There is no shortage of videos on project management. Some focus on the career path of a project manager, some focus on justifying why one is need and there are many tutorials and on-line courses about project management that are intended to help individuals learn these skills.

The video(s) below are intended to help you understand why project management is important and why we feel that students should develop some basic project management skills.

  1. https://www.youtube.com/watch?v=Sp7w5wdv9_Y - good introduction to why we need project management

Common problems students encounter and how to solve them:


Purpose

The purpose of the Gantt chart is to facilitate a successful project. It is to help team members communicate among themselves to their project Client's and to their Chief and Project Engineers. It is NOT busy work to be done and then forgotten! It IS a living document that must be updated and maintained regularly, adding new items as they are identified and updating the status of existing items. It will show who is the owner of each task and when it is due / available so that others can plan their own work.

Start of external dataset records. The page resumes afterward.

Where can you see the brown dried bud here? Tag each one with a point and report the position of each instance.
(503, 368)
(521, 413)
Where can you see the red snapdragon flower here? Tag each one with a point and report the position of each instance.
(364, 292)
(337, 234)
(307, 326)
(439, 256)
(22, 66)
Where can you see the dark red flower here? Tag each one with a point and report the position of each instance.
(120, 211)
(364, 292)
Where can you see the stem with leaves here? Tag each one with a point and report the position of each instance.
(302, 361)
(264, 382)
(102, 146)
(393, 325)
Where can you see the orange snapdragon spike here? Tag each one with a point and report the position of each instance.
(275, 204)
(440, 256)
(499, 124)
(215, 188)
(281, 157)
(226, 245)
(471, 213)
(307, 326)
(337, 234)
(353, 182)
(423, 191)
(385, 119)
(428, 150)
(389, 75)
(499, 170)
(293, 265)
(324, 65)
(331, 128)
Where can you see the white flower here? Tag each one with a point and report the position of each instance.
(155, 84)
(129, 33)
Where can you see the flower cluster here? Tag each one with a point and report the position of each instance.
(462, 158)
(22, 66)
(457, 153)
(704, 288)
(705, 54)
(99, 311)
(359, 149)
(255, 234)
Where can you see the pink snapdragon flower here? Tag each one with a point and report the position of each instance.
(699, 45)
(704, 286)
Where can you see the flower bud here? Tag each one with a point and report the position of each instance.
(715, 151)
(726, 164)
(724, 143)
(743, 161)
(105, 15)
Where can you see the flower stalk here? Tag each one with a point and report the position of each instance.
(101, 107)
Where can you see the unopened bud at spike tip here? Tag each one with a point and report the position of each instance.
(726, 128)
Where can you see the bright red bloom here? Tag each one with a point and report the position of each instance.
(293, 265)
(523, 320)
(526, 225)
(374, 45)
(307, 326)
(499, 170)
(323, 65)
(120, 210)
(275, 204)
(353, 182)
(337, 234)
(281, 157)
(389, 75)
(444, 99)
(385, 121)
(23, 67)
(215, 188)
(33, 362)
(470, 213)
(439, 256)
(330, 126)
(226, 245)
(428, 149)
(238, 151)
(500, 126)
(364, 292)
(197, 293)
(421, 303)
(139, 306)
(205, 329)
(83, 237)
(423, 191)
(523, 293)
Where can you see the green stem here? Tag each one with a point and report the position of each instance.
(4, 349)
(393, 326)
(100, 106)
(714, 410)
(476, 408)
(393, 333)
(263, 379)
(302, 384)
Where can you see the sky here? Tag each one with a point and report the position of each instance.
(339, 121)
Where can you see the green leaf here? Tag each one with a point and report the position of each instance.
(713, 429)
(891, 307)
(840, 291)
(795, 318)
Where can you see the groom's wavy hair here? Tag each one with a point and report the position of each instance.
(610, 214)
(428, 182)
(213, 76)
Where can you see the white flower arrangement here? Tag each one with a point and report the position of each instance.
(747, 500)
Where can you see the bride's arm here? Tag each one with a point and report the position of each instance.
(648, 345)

It is a tool for teams to help hold team members accountable for their work - in terms of quantity, timeliness and quality.

Terminology

Work Breakdown Structure (WBS)

One of the first steps to project planning is to create a Work Breakdown Structure. This document Sample_WBS_by_Task_Types.pptx will show a sample WBS. We recommend that you do a brief web search for other examples and more information.

Milestone

These are the major deliverables of your project. EDN calls these "Versions". Be sure to use the SMART approach to naming / defining these! Milestones are reached by achieving a series of tasks (see below). Milestones represent an all or nothing measurement. Either your team has reached the milestone or they have not!

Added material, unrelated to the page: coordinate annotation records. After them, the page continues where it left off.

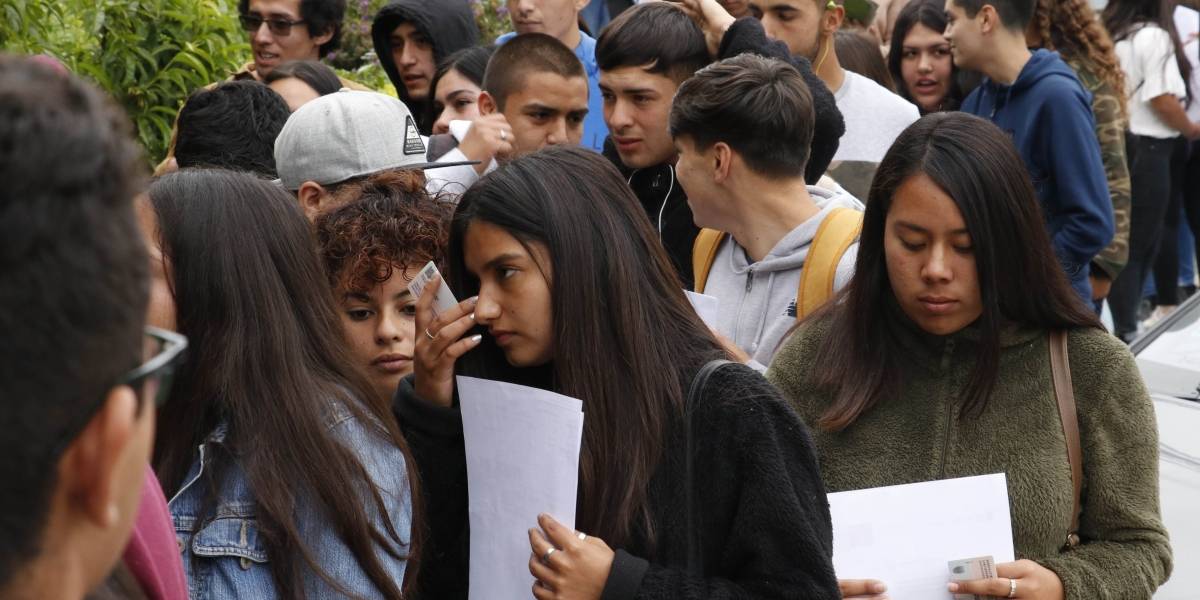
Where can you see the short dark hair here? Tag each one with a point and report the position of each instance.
(858, 52)
(319, 16)
(528, 53)
(313, 72)
(1015, 15)
(658, 36)
(70, 247)
(760, 107)
(233, 126)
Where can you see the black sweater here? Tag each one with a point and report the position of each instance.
(765, 519)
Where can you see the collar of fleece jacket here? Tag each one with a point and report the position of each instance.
(449, 24)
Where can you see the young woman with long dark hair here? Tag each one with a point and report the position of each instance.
(287, 474)
(1156, 82)
(919, 59)
(574, 294)
(1071, 28)
(935, 364)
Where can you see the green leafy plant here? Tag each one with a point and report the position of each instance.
(148, 54)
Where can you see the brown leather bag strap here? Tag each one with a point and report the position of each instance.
(1065, 393)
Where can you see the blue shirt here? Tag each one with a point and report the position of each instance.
(222, 549)
(594, 129)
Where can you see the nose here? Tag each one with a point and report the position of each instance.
(443, 124)
(388, 329)
(936, 268)
(557, 135)
(617, 114)
(262, 35)
(487, 309)
(408, 55)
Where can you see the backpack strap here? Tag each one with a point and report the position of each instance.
(703, 253)
(1065, 395)
(837, 233)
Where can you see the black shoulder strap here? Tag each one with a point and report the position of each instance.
(695, 561)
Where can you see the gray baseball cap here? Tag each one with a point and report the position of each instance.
(347, 135)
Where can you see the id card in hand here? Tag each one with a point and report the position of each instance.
(444, 300)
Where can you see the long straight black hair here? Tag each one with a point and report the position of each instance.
(267, 357)
(1020, 280)
(625, 339)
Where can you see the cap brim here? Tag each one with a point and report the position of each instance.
(429, 166)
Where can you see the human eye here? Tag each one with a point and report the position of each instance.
(359, 315)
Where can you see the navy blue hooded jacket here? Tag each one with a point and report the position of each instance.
(1049, 114)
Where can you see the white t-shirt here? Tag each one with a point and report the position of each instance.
(874, 118)
(1187, 22)
(1147, 57)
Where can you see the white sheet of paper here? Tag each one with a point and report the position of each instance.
(905, 535)
(522, 460)
(706, 306)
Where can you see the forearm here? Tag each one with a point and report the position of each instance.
(1170, 112)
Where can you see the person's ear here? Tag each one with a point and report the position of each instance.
(721, 161)
(94, 467)
(486, 103)
(310, 196)
(989, 19)
(323, 39)
(832, 19)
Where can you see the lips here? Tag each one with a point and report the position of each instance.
(937, 305)
(502, 337)
(627, 144)
(393, 363)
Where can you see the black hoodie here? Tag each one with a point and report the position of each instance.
(450, 27)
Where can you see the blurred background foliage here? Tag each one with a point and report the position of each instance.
(150, 54)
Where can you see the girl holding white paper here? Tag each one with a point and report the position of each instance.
(571, 292)
(935, 364)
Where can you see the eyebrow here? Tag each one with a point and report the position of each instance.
(503, 258)
(922, 229)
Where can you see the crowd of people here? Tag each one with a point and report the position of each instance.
(901, 216)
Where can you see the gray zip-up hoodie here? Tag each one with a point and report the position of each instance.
(757, 300)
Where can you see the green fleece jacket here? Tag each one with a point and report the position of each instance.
(922, 436)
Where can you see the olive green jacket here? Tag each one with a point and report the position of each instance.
(922, 436)
(1110, 126)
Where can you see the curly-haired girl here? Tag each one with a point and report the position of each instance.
(373, 246)
(1071, 28)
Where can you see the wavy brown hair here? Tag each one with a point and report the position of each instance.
(1071, 28)
(389, 221)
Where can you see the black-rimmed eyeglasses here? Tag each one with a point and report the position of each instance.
(279, 25)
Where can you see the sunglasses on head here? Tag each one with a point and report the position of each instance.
(277, 25)
(150, 379)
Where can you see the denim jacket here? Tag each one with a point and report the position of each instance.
(225, 556)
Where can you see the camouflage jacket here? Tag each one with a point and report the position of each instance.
(1110, 126)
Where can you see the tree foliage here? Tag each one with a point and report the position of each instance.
(150, 54)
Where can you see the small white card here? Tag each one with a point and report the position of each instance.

This website has some helpful information on understanding what makes a milestone: https://www.ittoolkit.com/how-to-it/projects/project-milestones.html

Tasks

These are the steps you must take to get from one milestone to another. Each task represents a measurable chunk of work. As a result, a team can measure it's progress toward a milestone by examining the individual tasks required to get there. EDN calls these 'Issues' and will automatically calculate the percentage of issues completed to reach a given milestone.

Be sure to use the SMART approach to naming / defining these!


Planning Tool

This file can be printed on 11x17 paper. It has rows for each team member's name and columns for several weeks. Each team member can then fill in what they plan to do for each week to contribute to the project. This can then be team reviewed and used to identify planning gaps and or overlap - Fill_In_Gantt_Chart-v4.xlsx.